All of these things we have to explain to our children are natural things that happen. Your body is going to transition as you get older and as the environment changes and you're not going to start feeling well for whatever reason. But that's okay. But now this is how we solve for that. We have medicine that you can take to help heal your body right, aspirin. You'll get a fever every now and then. These are things you have to do to help out with that. There are some foods out there that will help with some illnesses that we encounter.

Speaker 1:

But, mom, it's up to you to explain that so your child doesn't be blindsided like, oh my God, why do I feel so bad, especially with young girls as they enter into puberty and they start their menstrual cycle? They're not going to know what's going on with their body and why they all of a sudden feel depressed and bloated and ugh. Right, I think we've all been there. But it's up to us, mom, to explain that. And who better, who better to explain that other than you? Because she's going to go through the same thing you went through when you started your menstrual cycle. She's going to go through that same exact process and that feeling. So you can't rely on schools to educate about this, because they're not going to know about the cramps and all of that that comes with it. But you can, and you can educate her on what you did to solve for your issues each time of the month, right? So let's start educating our children. Let's start being that mentor and being that example and owning that education. You don't have to have a four-year degree to educate your child about life, because a lot of it you have already experienced it and experiencing currently. You're still going through some things.

Speaker 1:

But, moms, I challenge you, I challenge you take this time and talk to your child or your children about illness, not just physical illness, but mental illness, because I guarantee you they are going to encounter somebody that has mental illness and they're not going to understand what is happening and why this person is acting so different from the rest of the people. They may have something that's going on, they may be dealing with depression, they may be bipolar.

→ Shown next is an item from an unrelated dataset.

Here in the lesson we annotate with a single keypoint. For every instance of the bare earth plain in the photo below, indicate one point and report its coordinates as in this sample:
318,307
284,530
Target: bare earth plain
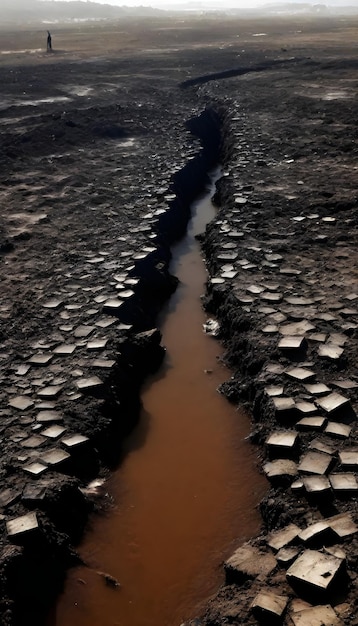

There's an abundant of things that can fall under mental illness. So I challenge you do your research, do your research and have that conversation with them, especially if they're school-aged children, because they are interacting with so many other people, so many other kids out there that may be suffering from some form of mental illness, and how they prepare for it. And how do they interact with these people? And talking about them doesn't help anything, right? So learn what it is and how you address it, and maybe you don't need to address it, maybe you just need to understand what that person is going through.

Speaker 1:

Yeah, all right, ladies, I am done for the day. I surely hope you had a wonderful Mother's Day and I wish you all the best. Please take time to spend with your children. And again, this is the Mom to Mentor podcast, formerly known as Single Moms United. Same concept we're educating, we're motivating and we are encouraging all young single moms. And if you enjoyed this episode, please, please and please Now I don't beg, but I'm begging today Tell another single mom, encourage another single mom. Have a good day, ladies, take care.